Fiona zamarła. Ale rozejrzała się wokół, po gąszczu otaczających ich roślin, i pomyślała, że nikt by się przez tę plątaninę nie przedarł.

– Kłamiesz! Bez przerwy kłamiesz! – zawołała, mając też na uwadze ojca.

Podniosła nogę, żeby znowu kopnąć Ace'a, ale w tym momencie usłyszała trzask i kula przeleciała tak blisko jej głowy, że Fiona poczuła ciepło.

– On chce ciebie, nie mnie – stwierdził Ace.

Jego głos był tak zimny, że Fiona nie miała wątpliwości, iż Ace mówi prawdę. Miała w głowie pustkę. Nic w dotychczasowym życiu nie przygotowało jej na taką sytuację jak obecna.

Ace nie wahał się. Przykucnął i wyciągnął rękę do Fiony.

– Chodźmy!

Podała mu rękę i podążyła za nim, tym razem już się nie potykając. Kiedy Ace przeskoczył pień powalonego drzewa, przeskoczyła razem z nim. Kiedy biegł wzdłuż zardzewiałego płotu, który niegdyś ogradzał zarośnięty stawek, była tuż za nim, ani na chwilę nie puszczając jego ręki. Mężczyzna tylko raz przestał ściskać rękę Fiony. Złapał za poziomo rosnącą gałąź drzewa i przeskoczył obrzydliwy kawałek terenu, przypominający papkowaty piasek. Fiona bała się zapytać, czy to właśnie jest ruchomy piasek, wciągający jak bagno.

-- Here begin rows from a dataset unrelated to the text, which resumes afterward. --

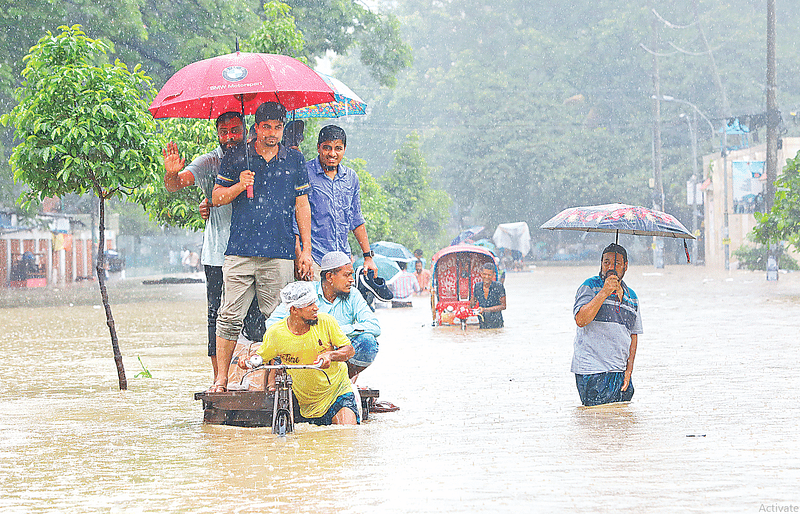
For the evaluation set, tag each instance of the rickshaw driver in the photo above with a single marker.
(313, 338)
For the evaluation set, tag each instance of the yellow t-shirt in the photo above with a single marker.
(314, 394)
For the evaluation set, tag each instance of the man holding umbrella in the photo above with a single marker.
(607, 314)
(261, 247)
(203, 172)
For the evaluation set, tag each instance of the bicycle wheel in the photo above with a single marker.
(282, 422)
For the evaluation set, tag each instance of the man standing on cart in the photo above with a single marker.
(261, 250)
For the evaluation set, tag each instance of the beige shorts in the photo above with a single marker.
(246, 277)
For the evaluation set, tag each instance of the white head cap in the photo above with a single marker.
(298, 294)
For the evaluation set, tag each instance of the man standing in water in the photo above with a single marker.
(203, 172)
(261, 249)
(309, 337)
(607, 314)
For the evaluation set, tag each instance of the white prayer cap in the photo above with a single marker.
(298, 294)
(333, 260)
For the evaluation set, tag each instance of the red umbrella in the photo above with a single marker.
(239, 82)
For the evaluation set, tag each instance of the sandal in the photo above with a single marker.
(217, 388)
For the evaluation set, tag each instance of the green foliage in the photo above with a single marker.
(277, 34)
(145, 373)
(194, 138)
(341, 25)
(526, 108)
(374, 206)
(782, 223)
(419, 211)
(83, 124)
(754, 258)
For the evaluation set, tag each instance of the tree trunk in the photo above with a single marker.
(101, 280)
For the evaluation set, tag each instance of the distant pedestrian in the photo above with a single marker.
(489, 297)
(403, 285)
(423, 277)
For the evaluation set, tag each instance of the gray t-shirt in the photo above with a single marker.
(604, 344)
(218, 227)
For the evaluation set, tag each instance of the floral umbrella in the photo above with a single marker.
(619, 219)
(345, 103)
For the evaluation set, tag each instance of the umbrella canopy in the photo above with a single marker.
(239, 82)
(387, 268)
(345, 103)
(620, 219)
(466, 234)
(394, 251)
(486, 244)
(514, 236)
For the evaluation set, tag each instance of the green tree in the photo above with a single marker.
(84, 127)
(419, 210)
(782, 223)
(374, 206)
(180, 209)
(526, 108)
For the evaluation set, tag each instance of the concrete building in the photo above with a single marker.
(742, 174)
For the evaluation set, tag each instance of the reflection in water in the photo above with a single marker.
(489, 422)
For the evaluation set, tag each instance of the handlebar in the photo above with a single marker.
(284, 367)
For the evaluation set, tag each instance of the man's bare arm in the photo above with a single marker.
(174, 177)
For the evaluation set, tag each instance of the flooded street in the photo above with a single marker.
(489, 421)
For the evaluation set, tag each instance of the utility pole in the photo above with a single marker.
(773, 120)
(773, 115)
(658, 187)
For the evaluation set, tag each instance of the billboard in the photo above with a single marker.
(748, 185)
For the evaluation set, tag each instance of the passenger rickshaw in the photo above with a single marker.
(455, 271)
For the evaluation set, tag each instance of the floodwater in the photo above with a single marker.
(489, 421)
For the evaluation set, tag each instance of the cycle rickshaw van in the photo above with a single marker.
(455, 271)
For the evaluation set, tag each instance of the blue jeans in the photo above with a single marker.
(347, 400)
(366, 347)
(601, 388)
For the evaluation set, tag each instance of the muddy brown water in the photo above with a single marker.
(489, 421)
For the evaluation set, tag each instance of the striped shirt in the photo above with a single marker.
(604, 344)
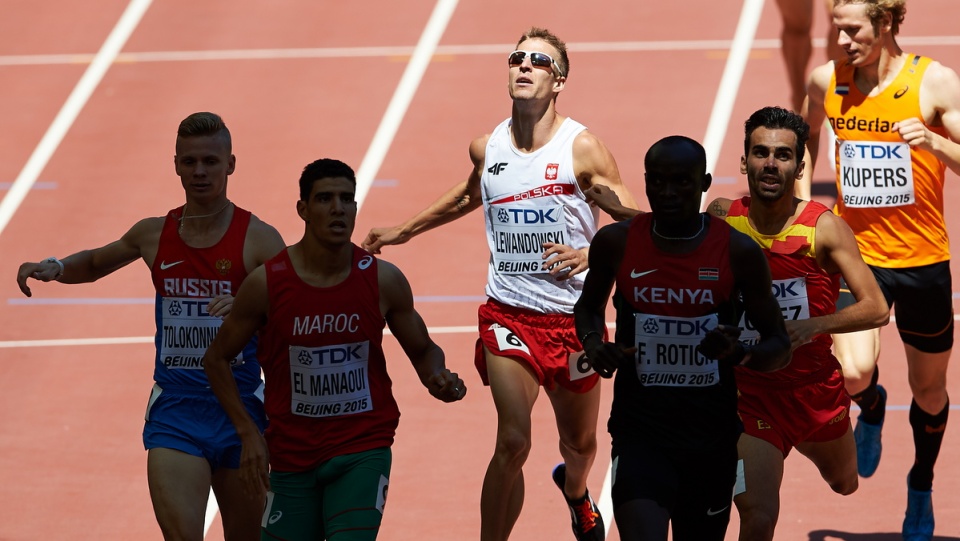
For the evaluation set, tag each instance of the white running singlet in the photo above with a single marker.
(528, 199)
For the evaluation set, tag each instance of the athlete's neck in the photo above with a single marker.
(876, 76)
(772, 217)
(321, 265)
(532, 125)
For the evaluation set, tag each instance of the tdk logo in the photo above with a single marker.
(496, 168)
(872, 152)
(533, 216)
(336, 355)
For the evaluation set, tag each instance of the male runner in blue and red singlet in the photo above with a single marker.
(531, 176)
(320, 307)
(198, 255)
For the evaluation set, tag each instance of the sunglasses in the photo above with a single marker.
(539, 60)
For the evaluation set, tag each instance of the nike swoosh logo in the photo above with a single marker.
(635, 274)
(711, 512)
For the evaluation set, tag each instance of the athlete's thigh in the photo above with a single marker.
(923, 297)
(857, 352)
(355, 490)
(796, 14)
(706, 496)
(835, 459)
(240, 510)
(179, 488)
(294, 507)
(762, 477)
(642, 520)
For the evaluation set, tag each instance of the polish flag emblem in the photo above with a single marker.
(551, 173)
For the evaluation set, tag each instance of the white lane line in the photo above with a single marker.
(403, 51)
(71, 109)
(402, 97)
(121, 340)
(730, 81)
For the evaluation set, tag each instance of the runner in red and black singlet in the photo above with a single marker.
(679, 275)
(198, 254)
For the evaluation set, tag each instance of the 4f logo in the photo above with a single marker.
(496, 168)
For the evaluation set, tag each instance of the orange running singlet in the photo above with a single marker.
(890, 194)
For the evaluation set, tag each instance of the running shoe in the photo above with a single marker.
(587, 522)
(867, 436)
(918, 523)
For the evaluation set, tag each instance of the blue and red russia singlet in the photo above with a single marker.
(666, 303)
(530, 198)
(327, 389)
(891, 194)
(802, 288)
(186, 279)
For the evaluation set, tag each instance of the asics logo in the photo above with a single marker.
(635, 274)
(711, 512)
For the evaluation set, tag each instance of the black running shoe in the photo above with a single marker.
(586, 520)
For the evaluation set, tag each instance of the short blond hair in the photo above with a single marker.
(876, 9)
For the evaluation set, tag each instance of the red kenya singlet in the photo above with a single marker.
(665, 305)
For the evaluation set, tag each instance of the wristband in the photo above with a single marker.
(740, 352)
(583, 339)
(59, 264)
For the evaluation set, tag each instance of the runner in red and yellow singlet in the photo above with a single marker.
(803, 405)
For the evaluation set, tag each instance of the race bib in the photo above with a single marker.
(668, 351)
(875, 174)
(187, 331)
(519, 234)
(329, 381)
(791, 294)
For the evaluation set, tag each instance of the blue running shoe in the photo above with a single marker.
(867, 436)
(918, 523)
(587, 522)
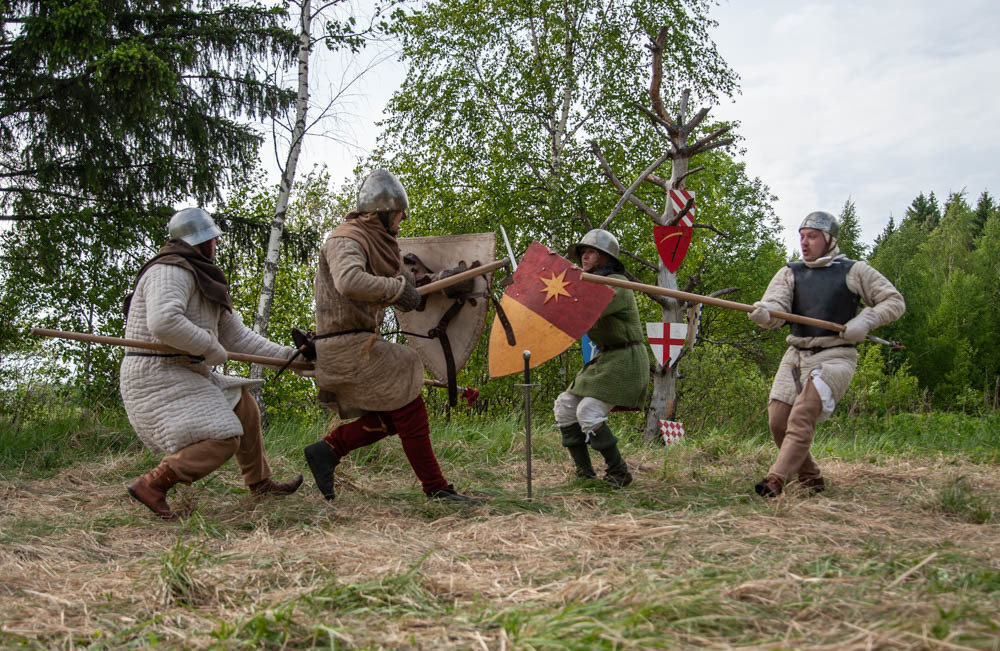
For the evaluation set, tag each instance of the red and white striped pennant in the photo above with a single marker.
(678, 199)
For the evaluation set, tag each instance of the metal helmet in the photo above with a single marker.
(599, 239)
(192, 225)
(382, 192)
(822, 221)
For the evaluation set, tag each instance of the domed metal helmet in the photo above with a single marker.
(192, 225)
(599, 239)
(822, 221)
(382, 192)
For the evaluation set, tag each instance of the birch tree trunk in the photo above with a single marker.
(263, 314)
(663, 401)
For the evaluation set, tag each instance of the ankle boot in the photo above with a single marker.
(151, 489)
(322, 462)
(581, 458)
(770, 487)
(271, 487)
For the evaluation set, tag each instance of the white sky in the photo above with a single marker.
(873, 101)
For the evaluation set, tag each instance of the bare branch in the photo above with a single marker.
(712, 228)
(657, 79)
(684, 99)
(715, 145)
(664, 122)
(696, 147)
(695, 121)
(655, 180)
(639, 203)
(649, 265)
(635, 184)
(689, 173)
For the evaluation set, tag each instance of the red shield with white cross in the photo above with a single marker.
(671, 431)
(678, 201)
(672, 243)
(666, 340)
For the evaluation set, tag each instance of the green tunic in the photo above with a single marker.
(619, 375)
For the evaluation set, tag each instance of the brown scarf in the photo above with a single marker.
(210, 279)
(379, 244)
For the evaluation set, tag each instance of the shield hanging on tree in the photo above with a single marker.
(548, 307)
(672, 243)
(444, 330)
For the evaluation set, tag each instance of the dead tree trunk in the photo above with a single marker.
(678, 129)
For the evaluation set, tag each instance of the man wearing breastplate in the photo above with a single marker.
(360, 374)
(617, 376)
(175, 403)
(818, 366)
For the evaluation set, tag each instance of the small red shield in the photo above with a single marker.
(672, 242)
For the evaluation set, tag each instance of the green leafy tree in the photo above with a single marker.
(123, 103)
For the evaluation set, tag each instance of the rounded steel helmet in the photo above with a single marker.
(382, 192)
(599, 239)
(192, 225)
(822, 221)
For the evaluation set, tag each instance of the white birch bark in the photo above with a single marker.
(266, 300)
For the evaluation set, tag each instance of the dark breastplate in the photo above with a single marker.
(822, 293)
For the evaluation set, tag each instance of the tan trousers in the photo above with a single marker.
(199, 459)
(792, 427)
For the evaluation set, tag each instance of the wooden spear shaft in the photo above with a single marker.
(709, 300)
(438, 285)
(160, 347)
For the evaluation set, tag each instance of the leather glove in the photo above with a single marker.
(305, 372)
(760, 316)
(215, 354)
(856, 329)
(409, 299)
(459, 289)
(305, 343)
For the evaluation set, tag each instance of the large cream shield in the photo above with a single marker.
(445, 330)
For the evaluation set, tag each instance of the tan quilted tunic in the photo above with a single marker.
(359, 372)
(170, 401)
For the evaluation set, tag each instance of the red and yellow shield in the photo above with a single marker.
(548, 307)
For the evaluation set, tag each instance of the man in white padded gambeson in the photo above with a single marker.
(175, 403)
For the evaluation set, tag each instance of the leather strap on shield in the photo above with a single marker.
(444, 330)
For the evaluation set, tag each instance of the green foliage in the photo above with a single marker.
(946, 268)
(124, 103)
(878, 389)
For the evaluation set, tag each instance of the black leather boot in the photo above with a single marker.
(575, 443)
(322, 462)
(605, 442)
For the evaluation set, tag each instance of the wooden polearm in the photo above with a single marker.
(164, 348)
(438, 285)
(709, 300)
(161, 347)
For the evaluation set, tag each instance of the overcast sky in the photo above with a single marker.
(873, 101)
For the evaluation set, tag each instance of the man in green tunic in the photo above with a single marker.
(618, 375)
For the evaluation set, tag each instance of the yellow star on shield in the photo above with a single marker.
(555, 286)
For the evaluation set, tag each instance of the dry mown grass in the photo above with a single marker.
(685, 557)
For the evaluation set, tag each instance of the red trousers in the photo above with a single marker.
(410, 424)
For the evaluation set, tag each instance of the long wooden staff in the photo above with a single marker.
(160, 347)
(721, 302)
(464, 275)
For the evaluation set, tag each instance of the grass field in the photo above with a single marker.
(902, 551)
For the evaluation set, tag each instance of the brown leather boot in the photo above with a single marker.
(151, 489)
(270, 487)
(770, 486)
(813, 484)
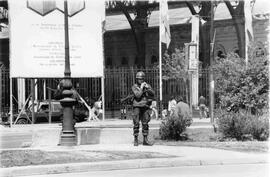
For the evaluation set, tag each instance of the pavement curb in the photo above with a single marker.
(120, 165)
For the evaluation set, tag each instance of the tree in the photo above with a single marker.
(142, 11)
(238, 17)
(240, 86)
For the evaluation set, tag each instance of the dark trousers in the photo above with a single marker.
(141, 114)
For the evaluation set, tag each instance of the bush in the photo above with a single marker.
(240, 86)
(243, 125)
(172, 128)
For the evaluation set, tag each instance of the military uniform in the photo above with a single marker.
(143, 97)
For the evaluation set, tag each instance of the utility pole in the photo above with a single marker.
(68, 137)
(211, 78)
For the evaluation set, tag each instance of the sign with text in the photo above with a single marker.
(192, 55)
(37, 38)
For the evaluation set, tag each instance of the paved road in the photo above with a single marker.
(245, 170)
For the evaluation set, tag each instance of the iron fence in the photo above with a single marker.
(118, 83)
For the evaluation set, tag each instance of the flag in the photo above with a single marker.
(248, 22)
(165, 35)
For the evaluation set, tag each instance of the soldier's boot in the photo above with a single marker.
(146, 141)
(136, 142)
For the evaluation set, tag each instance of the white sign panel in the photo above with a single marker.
(37, 38)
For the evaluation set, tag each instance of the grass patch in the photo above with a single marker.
(10, 158)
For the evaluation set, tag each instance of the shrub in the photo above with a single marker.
(240, 86)
(172, 127)
(243, 125)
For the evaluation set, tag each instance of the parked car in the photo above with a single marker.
(41, 113)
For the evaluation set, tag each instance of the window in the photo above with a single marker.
(108, 61)
(154, 59)
(220, 54)
(124, 61)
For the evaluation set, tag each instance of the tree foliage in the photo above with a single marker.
(242, 86)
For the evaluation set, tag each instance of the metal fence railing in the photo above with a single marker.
(118, 82)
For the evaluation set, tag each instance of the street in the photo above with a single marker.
(245, 170)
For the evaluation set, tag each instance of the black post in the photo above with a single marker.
(68, 137)
(211, 78)
(33, 99)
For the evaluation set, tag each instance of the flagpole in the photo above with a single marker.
(160, 65)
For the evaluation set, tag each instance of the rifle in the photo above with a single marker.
(130, 97)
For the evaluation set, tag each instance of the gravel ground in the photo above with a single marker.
(10, 158)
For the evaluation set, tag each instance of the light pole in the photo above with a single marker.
(211, 77)
(68, 137)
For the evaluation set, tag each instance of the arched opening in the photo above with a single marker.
(124, 61)
(154, 59)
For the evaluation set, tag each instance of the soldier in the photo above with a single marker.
(143, 96)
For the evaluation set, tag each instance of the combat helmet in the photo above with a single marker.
(140, 75)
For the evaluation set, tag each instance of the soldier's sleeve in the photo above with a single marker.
(137, 91)
(150, 91)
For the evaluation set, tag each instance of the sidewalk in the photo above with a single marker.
(177, 156)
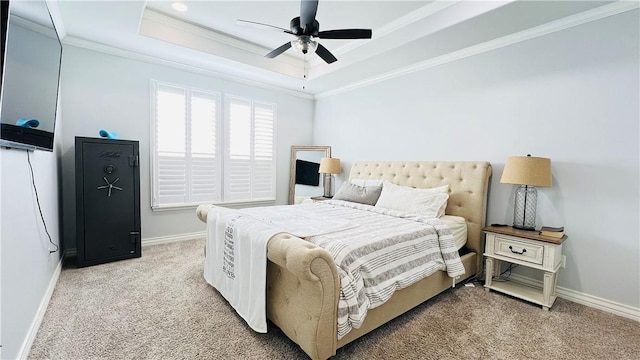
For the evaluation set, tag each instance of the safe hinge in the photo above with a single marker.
(134, 236)
(133, 160)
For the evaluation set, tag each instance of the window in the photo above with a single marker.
(201, 156)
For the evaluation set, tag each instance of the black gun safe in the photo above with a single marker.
(107, 200)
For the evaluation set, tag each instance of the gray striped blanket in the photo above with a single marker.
(388, 251)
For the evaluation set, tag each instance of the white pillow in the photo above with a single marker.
(366, 182)
(427, 202)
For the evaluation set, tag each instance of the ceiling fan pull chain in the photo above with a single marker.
(304, 72)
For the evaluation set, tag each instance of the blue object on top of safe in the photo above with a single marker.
(108, 134)
(28, 122)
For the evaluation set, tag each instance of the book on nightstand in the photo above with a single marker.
(554, 232)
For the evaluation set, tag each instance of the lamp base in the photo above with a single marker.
(523, 227)
(524, 211)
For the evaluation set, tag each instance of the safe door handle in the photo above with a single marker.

– O niczym nie myśl. Chwyć się gałęzi i huśtaj się. Ja cię złapię.

Spojrzała na Ace'a wyzywająco, złapała gałąź, mocno się rozhuśtała – i wylądowała na ziemi pół metra za jego plecami.

– Czy ta twoja mała Lisa mogłaby coś takiego zrobić na swoich krótkich nóżkach? – rzuciła przez ramię.

Ace niemal się uśmiechnął. Chwycił ją za rękę i znów puścili się biegiem.

Przedzierali się przez dzikie zarośla przynajmniej przez czterdzieści minut, w końcu Ace wśliznął się w gęstwinę i podniósł olbrzymi liść. Oczom Fiony ukazały się drzwi samochodu.